Os ataques constantes ao STF, jogando ministros contra a população; as críticas e acusações aos governadores polarizam a opinião pública e tentam fragmentar a União; a insistência em chamar o Exército de “meu”; a ideia fixa de armar a população; os infindáveis ataques à mídia; a criação quase diária de inimigos imaginários, fake news e o gabinete do ódio que, com a CPI são cada vez mais evidentes; e o injustificável aparelhamento militar do Estado.

Militares, apesar de sempre estarem presentes, nos governos passados não passavam de 2 mil e hoje já passam de 6 mil.

Esse número crescente, quem sabe, sirva para agradar as Forças Armadas que nunca foram simpáticas ao ex-Capitão e são fundamentaispara o tal golpe.

Falas e atos polêmicos usados como termômetro de sua popularidade.

Nada disso configura planos para um ato tão radical, mas são sinais inequívocos de que o presidente quer ter todos os fios devidamente desencapados para um eventual choque antidemocrático.

Golpe estranho seria esse.

Pois ao longo da História, por mais nefastos que sejam os golpes à democracia, quase sempre existem motivos que sirvam como álibi.

Impedir o crescimento de uma forma de poder ou, ao contrário, sua implantação.

Restabelecer uma antiga ordem social, ou a entrega do poder a um partido ou facção.
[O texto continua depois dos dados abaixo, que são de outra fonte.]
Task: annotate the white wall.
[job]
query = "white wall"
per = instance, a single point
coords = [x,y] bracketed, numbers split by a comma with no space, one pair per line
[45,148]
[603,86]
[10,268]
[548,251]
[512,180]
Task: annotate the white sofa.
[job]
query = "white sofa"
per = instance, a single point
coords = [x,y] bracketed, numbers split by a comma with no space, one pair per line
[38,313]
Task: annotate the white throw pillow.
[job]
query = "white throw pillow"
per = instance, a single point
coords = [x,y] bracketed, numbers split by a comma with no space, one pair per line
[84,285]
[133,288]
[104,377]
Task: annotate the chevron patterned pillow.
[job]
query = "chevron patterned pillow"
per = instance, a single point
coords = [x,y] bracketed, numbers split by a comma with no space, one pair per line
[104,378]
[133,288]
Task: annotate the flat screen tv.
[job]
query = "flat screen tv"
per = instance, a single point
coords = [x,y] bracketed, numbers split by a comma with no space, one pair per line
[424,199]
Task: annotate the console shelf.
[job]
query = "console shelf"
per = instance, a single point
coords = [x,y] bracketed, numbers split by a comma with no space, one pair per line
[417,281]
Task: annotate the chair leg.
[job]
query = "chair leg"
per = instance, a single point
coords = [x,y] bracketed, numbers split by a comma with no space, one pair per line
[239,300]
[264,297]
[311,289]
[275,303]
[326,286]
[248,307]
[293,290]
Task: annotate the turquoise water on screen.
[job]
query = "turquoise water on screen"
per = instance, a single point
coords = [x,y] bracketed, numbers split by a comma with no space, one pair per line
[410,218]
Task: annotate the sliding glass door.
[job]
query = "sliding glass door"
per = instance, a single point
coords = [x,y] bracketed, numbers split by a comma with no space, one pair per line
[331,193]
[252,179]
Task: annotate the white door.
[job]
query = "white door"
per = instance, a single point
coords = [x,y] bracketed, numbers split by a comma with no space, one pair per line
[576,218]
Sempre existe uma razão qualquer, equivocada ou não, criminosa ou não, para a tomada do poder.

Não é o caso.

Não somos ameaçados, hoje, por nenhuma outra forma de ideologia política ou socioeconômica nem houve ruptura das instituições ou no tecido social que justifique uma intentona para resgatar um antigo ethos ou staus quo.
O presidente sequer possuiu filiação a um partido político que queira trazer ao poder.

Hoje, pateticamente, divide com a família as decisões que nos regem.

Enquanto Bolsonaro é o mandatário, os filhos orbitam o governo, muitas vezes como porta-vozes do que não pode ser dito oficialmente, como dar nomes a seus inimigos nas redes sociais, outras vezes como pontas de lança de políticas questionáveis, como os ataques à China.

O que explicaria um vereador do Rio de Janeiro participando constantemente de reuniões no Palácio do Planalto, sem nenhum cargo oficial se não esse poder quase monárquico?

Um golpe, pois, seria tão somente a oficialização do poder absolutista da família Real do brasão da Casa Bolsonaro.

Então, se o autogolpe é a real intenção do presidente, vivemos hoje sob a angústia de saber qual será seu estopim e se o presidente terá o apoio das Forças Armadas, Polícias Militares e, até, de outras forças antidemocráticas.

Resta que Bolsonaro não tem em seu currículo nenhum exemplo de que foi capaz de levar a cabo um projeto
tão complexo.

Bolsonaro pode estar preparando sua derradeira demonstração de incompetência

Chegou ao poder empurrado pelo contexto e de lá para cá, só fez se atrapalhar.

É um homem de impulsos com dificuldades cognitivas e não parece capaz de articular as variáveis para impor sua vontade ou mesmo de acertar o momento correto para programar seu eventual plano.

Infelizmente a população, por razões que não cabem neste texto, também não tem se mostrado capaz de impor uma barreira às insanidades do governo.

Nem panelaços conseguimos organizar direito.

O Brasil de hoje lembra a velha piada: somos um asilo no qual se oferece comida ruim e em pouca quantidade.

Piada, neste caso, sem graça nenhuma.